I, Origins

I, Origins, le deuxième long métrage de Mark Cahill, le réalisateur d‘Another Earth, est un drame scientifique de qualité qui n’a peut-être pas sa place dans les sorties cinémas estivales. ♥♥♥♥ 

L’été, c’est la saison des films à gros budget, les trucs de science-fiction, de superhéros. Un distributeur  qui a vu que le film de Mark Cahill flirtait avec la science-fiction, cru bon de sortir le film en été… (sic) Comme Another Earth, film événement de la scène du cinéma indépendant américain en 2009, I, Origins aborde des aspects sciences fictionnels, mais à mille lieux des trucs à la Edge of Tomorrow. Cahill se questionne sur la vie, l’évolution (non pas l’évolution de l’homme au statut de super héros, mais plutôt ce qui vient avant, de l’évolution de l’organisme unicellulaire à l’homme). Sorti maintenant, gageons qu’il fera un bide au box-office, c’est qui est plutôt dommage, parce que le film est fort réussi.

I, Origins nous raconte l’histoire d’un homme, Ian Gray, fasciné par les yeux, il collectionne les photos d’œil des gens qu’il croise et qu’il connait. Scientifique, il croit que le secret de l’évolution de l’homme se cache dans les yeux. Un jour, il tombe sur le charme d’une mystérieuse femme dont ceux les yeux sont découvert. Les jours passent suivant cette rencontre avant que finalement il la retrouve. Un tragique accident viendra mettre une fin «presque» définitive à leur relation.

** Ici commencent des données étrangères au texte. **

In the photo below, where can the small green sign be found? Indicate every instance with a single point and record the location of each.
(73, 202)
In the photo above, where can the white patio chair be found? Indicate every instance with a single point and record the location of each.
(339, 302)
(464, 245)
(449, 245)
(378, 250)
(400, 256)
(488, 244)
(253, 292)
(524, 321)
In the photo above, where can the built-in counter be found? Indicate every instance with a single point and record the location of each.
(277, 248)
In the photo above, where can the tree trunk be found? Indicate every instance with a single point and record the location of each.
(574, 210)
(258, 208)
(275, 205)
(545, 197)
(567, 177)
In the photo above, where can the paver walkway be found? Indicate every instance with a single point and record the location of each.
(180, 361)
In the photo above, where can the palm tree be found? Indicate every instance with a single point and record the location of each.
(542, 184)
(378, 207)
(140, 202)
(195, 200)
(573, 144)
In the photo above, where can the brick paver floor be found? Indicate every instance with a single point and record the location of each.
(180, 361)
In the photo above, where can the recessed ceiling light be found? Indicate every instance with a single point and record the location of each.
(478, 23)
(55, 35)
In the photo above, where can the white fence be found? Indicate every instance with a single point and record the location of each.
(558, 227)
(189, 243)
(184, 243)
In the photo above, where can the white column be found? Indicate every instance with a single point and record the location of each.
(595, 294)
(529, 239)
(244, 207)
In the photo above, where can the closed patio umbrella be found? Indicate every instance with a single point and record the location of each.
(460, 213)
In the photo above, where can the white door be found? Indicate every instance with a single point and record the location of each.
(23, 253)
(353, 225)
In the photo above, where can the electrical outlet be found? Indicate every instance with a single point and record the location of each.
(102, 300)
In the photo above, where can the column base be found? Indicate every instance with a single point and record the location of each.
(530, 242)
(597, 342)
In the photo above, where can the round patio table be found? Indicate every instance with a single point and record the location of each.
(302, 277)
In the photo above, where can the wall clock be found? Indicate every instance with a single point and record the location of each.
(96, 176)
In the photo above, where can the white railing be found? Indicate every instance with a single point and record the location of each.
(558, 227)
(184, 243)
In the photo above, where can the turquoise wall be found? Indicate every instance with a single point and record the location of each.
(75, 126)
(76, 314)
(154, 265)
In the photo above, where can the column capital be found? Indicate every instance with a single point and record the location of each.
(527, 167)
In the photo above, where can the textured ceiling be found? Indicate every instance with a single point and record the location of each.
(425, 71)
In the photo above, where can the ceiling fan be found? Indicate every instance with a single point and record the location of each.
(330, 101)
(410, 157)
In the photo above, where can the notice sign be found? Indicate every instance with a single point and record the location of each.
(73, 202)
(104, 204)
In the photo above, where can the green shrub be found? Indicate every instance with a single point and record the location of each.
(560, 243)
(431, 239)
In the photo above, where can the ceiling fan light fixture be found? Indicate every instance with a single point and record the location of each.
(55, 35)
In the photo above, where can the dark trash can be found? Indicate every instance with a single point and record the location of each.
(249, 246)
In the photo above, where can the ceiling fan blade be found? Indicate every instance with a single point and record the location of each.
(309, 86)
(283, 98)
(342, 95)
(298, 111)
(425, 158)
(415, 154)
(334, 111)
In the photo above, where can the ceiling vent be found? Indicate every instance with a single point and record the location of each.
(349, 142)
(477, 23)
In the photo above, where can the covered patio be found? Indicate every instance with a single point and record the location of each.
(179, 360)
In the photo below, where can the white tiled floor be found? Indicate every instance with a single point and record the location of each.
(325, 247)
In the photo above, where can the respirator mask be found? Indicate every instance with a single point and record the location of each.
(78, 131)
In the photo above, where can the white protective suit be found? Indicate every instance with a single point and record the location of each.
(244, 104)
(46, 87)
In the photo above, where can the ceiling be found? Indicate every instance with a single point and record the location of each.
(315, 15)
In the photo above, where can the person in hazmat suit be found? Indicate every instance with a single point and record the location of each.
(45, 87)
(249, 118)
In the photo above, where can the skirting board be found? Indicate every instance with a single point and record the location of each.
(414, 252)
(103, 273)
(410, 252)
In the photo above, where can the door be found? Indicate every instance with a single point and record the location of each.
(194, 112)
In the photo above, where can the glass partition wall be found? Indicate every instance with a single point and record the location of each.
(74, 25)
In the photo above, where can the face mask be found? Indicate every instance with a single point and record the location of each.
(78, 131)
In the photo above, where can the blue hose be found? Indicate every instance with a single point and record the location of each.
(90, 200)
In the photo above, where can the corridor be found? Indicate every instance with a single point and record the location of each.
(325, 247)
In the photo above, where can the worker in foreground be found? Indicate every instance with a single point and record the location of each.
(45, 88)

Après le tragique incident, une série d’évènement viendra remettre en question plusieurs choses dans la vie de Ian Gray.  En autre, la possibilité que l’œil soit le berceau de l’âme et que deux humains vivant à des époques différent, mais ayant la biométrie oculaire identique aurait la même âme, il serait la réincarnation l’un de l’autre.

Mark Cahill, ici comme dans Another Earth, se questionne sur le double. Dans Another Earth c’était sur ce que pouvait entraîner la découverte d’une planète en tout point identique à la nôtre, aujourd’hui, est-ce qu’il existerait un humain passé ou futur, qui aurait un iris identique au notre et si c’était le cas, qu’est-ce que cela voudrait «scientifiquement» et «mystiquement» signifier ? Parce que dans sa réflexion, Cahill touche au spirituel, dans une des scènes à la fin du film, Gray a une discussion avec un intervenant social en Inde et parle justement des rapports entre science et religion. En fait cette scène est ce qui empêche, le film d’être un «grand» film. Elle est superflue et prend durant quelques minutes le spectateur pour un imbécile. Tout le film est construit pour nous emmener à cette réflexion, rendu au moment de cette scène, c’est une redite inutile, ça devient limite de la propagande mystique ou pour une théologie quelconque, Cahill tue le sain questionnement pour tenter de nous donner des réponses finalement un peu bête. Heureusement, cela ne gâche pas totalement tout, Micheal Pitt, toujours parfait, et Archie Panjabi, par le jeu sensible, sauve la scène du ridicule.